Anyway, back to Tolstoy. Another website (PBS, so the tone is slightly less scurrilous) talks at length about Tolstoy's life-long, um, neuroticism? about women and sex. It seems he would, in modern parlance, probably be classified as a sex addict, but seemingly spent his entire life not only intellectually disgusted with it, but also blame shifting onto women.
It's a wonder his wife went ahead with the wedding at all:
Leo Tolstoy waited until he was 34 years old to marry, but once he had settled on 17-year-old Sofia Behrs, "Sonya," as his bride, he saw that events moved very quickly. At his insistence, but a single week elapsed between his proposal and their wedding on September 23, 1862 -- and in the course of that week Tolstoy asked, really required, his fiancée to read the intimate diaries he had kept for much of his life.This episode apparently features in fictional form in Anna Karenina.
Sonya, the middle daughter of the Tsar's court physician, had grown up in the sheltered, innocent circumstances typical of girls of her class and time, and she had scant knowledge of men, including the man she had agreed to marry, beyond mild flirtation and adolescent fantasy.
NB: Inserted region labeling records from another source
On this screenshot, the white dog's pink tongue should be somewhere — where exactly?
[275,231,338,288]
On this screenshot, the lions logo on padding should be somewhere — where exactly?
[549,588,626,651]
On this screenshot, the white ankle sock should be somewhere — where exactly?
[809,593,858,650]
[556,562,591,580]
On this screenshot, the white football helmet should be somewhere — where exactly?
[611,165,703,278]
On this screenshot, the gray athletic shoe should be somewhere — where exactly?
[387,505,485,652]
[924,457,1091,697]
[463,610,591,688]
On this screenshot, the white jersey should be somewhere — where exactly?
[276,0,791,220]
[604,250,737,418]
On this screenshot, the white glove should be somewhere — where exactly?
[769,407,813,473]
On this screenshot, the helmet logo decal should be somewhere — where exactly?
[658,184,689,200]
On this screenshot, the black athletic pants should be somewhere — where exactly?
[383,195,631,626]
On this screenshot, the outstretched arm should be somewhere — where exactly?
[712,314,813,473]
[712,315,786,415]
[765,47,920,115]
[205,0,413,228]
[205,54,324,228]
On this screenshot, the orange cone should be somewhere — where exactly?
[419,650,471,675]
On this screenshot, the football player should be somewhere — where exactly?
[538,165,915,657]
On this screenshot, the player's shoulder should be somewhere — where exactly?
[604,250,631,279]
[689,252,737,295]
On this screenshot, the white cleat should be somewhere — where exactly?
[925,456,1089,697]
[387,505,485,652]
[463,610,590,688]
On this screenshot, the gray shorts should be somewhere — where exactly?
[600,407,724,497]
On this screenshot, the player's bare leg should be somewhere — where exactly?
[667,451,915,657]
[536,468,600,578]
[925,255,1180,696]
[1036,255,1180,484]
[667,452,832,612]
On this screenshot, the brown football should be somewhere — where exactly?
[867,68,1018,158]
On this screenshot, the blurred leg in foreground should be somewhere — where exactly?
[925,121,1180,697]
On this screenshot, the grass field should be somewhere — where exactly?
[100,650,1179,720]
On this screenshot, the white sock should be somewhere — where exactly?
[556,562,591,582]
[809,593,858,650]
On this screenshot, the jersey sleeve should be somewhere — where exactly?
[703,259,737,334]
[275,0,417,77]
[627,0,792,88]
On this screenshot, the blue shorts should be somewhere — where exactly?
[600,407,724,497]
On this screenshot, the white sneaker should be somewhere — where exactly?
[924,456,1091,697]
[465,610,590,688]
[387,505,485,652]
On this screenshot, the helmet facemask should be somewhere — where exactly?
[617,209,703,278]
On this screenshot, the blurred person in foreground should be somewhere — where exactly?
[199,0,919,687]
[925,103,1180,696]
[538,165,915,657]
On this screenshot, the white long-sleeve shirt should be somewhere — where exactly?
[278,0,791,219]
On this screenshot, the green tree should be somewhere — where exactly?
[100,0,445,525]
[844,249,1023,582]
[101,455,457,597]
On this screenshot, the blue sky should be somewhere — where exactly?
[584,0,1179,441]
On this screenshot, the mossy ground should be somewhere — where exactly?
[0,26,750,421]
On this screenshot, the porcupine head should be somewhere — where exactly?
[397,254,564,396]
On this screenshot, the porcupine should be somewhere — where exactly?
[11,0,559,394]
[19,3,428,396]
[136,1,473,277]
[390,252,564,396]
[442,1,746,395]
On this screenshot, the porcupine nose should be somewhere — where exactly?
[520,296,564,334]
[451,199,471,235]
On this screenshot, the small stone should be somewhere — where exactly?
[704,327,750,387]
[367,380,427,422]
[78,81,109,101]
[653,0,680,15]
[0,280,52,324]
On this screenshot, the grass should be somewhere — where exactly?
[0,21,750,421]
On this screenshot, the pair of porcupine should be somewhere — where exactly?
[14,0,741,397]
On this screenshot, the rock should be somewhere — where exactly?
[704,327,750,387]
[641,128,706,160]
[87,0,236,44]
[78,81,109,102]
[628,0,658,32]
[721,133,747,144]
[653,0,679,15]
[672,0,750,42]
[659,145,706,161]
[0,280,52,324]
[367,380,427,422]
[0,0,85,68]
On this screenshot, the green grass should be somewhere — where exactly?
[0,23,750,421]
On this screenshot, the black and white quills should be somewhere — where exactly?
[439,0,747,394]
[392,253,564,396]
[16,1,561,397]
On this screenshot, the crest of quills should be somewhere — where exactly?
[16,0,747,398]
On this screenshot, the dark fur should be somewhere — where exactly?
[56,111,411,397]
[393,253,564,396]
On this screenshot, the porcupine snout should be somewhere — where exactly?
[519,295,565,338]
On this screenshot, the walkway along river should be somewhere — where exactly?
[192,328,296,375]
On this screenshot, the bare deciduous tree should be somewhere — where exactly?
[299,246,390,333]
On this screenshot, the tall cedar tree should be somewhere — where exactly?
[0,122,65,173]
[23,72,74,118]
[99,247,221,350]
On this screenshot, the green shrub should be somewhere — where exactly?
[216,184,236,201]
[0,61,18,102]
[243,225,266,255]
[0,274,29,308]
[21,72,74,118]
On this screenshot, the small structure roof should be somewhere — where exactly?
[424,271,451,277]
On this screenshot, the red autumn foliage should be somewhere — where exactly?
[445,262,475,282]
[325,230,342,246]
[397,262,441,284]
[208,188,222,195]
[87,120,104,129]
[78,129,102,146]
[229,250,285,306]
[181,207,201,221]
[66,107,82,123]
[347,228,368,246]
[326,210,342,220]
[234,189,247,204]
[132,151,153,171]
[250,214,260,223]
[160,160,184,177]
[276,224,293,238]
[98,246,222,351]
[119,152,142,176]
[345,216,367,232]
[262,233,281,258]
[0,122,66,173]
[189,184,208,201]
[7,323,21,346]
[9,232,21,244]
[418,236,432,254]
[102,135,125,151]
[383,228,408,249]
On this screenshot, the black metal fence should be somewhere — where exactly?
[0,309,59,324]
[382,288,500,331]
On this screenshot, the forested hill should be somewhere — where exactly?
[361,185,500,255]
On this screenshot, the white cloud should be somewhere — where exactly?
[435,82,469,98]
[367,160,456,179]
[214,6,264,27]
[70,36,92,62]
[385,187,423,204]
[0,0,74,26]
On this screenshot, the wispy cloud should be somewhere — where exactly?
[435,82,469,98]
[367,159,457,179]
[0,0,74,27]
But now, days before her wedding, she found herself plunged into the sexual autobiography of a vigorous man in early middle age -- page after unsparing page recounting his initiation by a whore when he was 14, the string of impulsive, guilt-ridden erotic adventures with parlor maids, gypsies, and married women, the repeated bouts with venereal disease, and finally, and most recently, the deeply satisfying love affair with a peasant woman, with whom he had fathered a son just a few months before proposing to Sonya.
"I don't think I ever recovered from the shock of reading the diaries when I was engaged to him," Sonya wrote nearly 30 years later. "I can still remember the agonizing pangs of jealousy, the horror of that first appalling experience of male depravity."
The article gives a short chronicle of how their marriage deteriorated (and yes, I had remembered that it developed into a high conflict relationship - I wonder if that is made clear enough in that recent movie about the end of his life?). But this detail shows his incredible insensitivity:
In Sonya's eyes the ultimate affront was "Kreutzer Sonata," a story Tolstoy wrote in 1889 about a man driven by hatred, jealousy, and sexual disgust to murder his wife. Aside from the murder, it was an exact transcription of his feelings about her and the state of their marriage. At the heart of "Kreutzer Sonata" is a savage indictment of marriage as "legalized prostitution," of women as vengeful sirens bent on seducing and controlling men, and of human sexuality itself. For Sonya it was as if Tolstoy had hauled her naked onto a vast public stage and proceeded to sermonize about her moral and physical hideousness. And on top of everything, after railing against the act of love as "perfidious" and piglike, he continued to force himself on her sexually. To her, it was a betrayal worse than adultery.I really think he should have spent more time looking into her eyes. (Ha.)